Any final deal must be judged on whether it will stop NAFTA’s serious ongoing damage, given the pact now helps corporations outsource more jobs to Mexico every week (Almost one million American jobs have been government-certified as lost to NAFTA) and launch new NAFTA investor attacks on health and environmental laws after already $392 million has been grabbed from taxpayers. 

As we have made clear since Day One of renegotiations, the only agreement that can achieve broad support must end NAFTA’s job outsourcing incentives and Investor State Dispute Settlements tribunals – where corporations can attack our laws – and add strong environmental and labor terms with swift and certain enforcement to raise wages.

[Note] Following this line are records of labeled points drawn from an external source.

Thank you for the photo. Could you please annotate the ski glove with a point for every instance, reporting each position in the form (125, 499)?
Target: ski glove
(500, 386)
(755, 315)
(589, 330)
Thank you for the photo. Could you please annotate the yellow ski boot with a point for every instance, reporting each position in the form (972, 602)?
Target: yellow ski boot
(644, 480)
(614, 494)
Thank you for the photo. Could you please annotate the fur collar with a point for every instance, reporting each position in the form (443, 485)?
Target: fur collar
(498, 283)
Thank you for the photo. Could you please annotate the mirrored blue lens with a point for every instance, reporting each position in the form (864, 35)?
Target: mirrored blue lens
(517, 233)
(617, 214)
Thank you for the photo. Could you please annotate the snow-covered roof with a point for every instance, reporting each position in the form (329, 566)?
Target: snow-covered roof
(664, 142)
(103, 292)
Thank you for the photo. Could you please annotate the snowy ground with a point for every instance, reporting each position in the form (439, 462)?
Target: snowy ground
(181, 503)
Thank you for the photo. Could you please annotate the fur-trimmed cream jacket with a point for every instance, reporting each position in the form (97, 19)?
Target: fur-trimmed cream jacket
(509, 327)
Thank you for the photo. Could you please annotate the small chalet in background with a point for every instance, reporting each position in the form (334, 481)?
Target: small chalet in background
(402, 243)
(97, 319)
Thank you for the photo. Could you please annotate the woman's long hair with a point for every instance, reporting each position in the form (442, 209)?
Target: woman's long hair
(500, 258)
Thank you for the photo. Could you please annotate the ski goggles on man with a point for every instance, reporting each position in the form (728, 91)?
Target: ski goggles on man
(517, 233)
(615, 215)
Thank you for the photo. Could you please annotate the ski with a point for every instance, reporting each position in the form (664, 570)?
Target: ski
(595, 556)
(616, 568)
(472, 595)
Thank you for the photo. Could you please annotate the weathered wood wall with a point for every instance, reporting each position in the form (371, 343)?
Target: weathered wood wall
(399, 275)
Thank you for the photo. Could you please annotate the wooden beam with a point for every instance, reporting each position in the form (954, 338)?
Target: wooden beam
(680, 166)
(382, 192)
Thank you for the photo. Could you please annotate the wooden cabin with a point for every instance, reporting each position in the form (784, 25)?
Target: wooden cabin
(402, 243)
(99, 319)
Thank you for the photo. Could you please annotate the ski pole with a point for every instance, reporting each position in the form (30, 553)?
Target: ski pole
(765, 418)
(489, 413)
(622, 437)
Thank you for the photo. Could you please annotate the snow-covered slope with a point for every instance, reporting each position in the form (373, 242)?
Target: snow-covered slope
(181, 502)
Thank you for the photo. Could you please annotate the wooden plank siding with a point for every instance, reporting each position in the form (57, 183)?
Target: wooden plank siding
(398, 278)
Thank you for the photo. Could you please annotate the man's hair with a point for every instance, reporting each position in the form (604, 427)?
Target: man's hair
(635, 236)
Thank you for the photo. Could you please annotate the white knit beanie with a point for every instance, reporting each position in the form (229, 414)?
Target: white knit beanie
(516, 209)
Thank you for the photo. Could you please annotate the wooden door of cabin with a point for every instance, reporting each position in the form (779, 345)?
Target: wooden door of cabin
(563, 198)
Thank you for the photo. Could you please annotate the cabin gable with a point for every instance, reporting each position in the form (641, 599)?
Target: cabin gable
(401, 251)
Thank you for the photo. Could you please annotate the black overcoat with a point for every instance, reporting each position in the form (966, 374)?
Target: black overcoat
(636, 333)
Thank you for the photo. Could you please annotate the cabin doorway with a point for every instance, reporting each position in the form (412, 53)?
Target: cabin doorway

It may seem improbable that this administration could be making changes progressives have long sought, but public anger over outsourcing has made it impossible for business-as-usual trade agreements to get through Congress. The big questions are whether Trump will deliver a final deal strong enough to meet his election promises to return manufacturing jobs and cut the large NAFTA trade deficit and if so, whether Republicans in Congress would buck the corporate lobby and support a deal that would end NAFTA’s job outsourcing incentives and ISDS tribunals where corporations can attack our laws and add strong environmental and labor terms with swift and certain enforcement to raise wages.”